The Defence in Depth depth application is designed to carry out an overall assessment of the computers defences, assisting users to make any required changes to improve this, such as updating out-of-date apps or remove insecure plug-ins. A score level is also provided for the computers current state along with a separate score for future protection.
Cyber 10K aimed to stimulate creative thinking as well as encouraging innovative approaches towards addressing the many challenges the industry faces. The competition is partly designed to encourage students and recent grads to take up careers in IT security.
A key aim of the competition is to engage young people and discover hidden talent in the field of cyber security.

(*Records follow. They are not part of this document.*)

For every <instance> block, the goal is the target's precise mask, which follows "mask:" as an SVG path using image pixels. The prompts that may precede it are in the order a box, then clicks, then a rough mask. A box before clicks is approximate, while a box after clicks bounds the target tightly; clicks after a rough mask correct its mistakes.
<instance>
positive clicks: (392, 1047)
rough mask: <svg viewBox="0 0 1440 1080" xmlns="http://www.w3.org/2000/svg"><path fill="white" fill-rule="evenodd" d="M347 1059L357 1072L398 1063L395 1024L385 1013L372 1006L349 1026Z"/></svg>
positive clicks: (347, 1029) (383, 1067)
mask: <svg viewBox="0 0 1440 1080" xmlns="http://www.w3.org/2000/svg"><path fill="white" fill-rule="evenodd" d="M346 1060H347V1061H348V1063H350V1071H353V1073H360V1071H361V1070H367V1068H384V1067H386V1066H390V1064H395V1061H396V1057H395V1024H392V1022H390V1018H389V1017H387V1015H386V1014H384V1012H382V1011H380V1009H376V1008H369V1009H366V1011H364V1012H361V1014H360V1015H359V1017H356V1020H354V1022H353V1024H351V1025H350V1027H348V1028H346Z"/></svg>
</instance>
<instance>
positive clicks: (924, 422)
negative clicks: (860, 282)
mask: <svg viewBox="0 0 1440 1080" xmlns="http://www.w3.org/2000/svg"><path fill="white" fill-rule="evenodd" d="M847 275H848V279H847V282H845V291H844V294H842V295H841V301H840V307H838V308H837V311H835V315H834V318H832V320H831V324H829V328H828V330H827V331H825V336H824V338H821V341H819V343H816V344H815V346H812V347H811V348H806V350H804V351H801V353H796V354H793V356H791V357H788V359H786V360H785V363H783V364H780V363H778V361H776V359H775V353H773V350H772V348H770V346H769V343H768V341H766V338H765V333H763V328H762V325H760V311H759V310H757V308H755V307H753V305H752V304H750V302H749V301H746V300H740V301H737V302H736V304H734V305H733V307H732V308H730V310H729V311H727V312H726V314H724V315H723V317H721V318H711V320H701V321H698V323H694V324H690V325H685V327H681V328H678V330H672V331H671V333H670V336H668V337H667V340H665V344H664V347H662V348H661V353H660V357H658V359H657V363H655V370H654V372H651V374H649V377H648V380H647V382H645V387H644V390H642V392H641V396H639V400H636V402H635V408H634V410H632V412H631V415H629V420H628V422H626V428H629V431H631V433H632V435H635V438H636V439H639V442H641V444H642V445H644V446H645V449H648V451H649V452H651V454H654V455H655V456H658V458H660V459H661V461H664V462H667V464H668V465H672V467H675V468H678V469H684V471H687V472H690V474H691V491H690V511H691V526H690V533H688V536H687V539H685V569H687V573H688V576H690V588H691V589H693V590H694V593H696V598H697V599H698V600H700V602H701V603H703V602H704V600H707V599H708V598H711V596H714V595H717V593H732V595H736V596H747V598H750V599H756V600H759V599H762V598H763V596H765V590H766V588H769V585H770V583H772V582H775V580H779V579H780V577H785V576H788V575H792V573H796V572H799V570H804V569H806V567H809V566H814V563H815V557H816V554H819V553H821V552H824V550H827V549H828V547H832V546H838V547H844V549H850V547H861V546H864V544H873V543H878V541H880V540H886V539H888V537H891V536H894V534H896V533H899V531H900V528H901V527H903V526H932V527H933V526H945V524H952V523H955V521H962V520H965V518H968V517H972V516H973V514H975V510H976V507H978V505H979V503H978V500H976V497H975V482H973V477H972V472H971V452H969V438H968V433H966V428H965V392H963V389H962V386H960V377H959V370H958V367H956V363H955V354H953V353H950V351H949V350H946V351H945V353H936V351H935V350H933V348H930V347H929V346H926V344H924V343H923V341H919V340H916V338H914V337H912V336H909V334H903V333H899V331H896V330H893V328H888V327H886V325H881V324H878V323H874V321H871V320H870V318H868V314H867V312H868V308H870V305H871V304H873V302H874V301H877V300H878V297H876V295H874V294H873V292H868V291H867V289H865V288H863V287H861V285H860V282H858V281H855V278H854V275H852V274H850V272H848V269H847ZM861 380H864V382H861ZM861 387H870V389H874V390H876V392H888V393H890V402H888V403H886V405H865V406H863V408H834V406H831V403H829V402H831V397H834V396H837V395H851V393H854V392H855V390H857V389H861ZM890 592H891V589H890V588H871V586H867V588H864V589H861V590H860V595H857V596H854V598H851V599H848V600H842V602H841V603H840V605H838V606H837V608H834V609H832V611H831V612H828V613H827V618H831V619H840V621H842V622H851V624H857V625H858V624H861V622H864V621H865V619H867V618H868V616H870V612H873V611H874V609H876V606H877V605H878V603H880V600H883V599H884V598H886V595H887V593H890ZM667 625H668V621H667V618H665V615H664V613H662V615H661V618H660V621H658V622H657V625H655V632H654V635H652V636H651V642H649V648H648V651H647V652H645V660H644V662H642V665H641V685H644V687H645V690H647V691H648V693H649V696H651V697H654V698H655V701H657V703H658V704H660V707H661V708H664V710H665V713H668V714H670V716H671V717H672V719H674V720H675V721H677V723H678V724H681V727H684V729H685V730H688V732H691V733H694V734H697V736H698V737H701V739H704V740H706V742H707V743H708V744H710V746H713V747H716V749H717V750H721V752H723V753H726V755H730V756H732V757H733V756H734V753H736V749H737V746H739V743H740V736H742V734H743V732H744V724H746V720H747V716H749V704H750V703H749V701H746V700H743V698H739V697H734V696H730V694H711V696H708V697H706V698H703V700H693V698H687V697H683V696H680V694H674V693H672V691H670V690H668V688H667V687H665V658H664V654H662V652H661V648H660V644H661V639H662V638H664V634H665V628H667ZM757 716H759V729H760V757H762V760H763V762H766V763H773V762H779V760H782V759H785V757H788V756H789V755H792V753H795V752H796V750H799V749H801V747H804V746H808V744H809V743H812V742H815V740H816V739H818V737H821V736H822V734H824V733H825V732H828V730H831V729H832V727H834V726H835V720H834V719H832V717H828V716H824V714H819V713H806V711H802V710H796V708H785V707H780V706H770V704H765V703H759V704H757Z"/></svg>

The UK is historically a key worldwide centre of infused development, spawning security innovators such as nCipher, Sophos and many others. Cyber 10K aims to help in finding the next generation of security innovators. Seeking out new talent and encouraging the younger generations to become immersed in the world of cyber security more generally can be part of wider plans to tackle the skills gap. ®
The Register is a media partner of Cyber 10K and our security correspondent John Leyden is a member of the judging panel.
1There was a marked shortage in the number of mobile or IoT security apps entries submitted to the competition, for reasons that aren’t immediately clear. Perhaps the problems in these areas are so severe that they are putting would-be developers off. Alternatively it might be that designing mobile security apps has become somewhat unfashionable, possibly temporarily.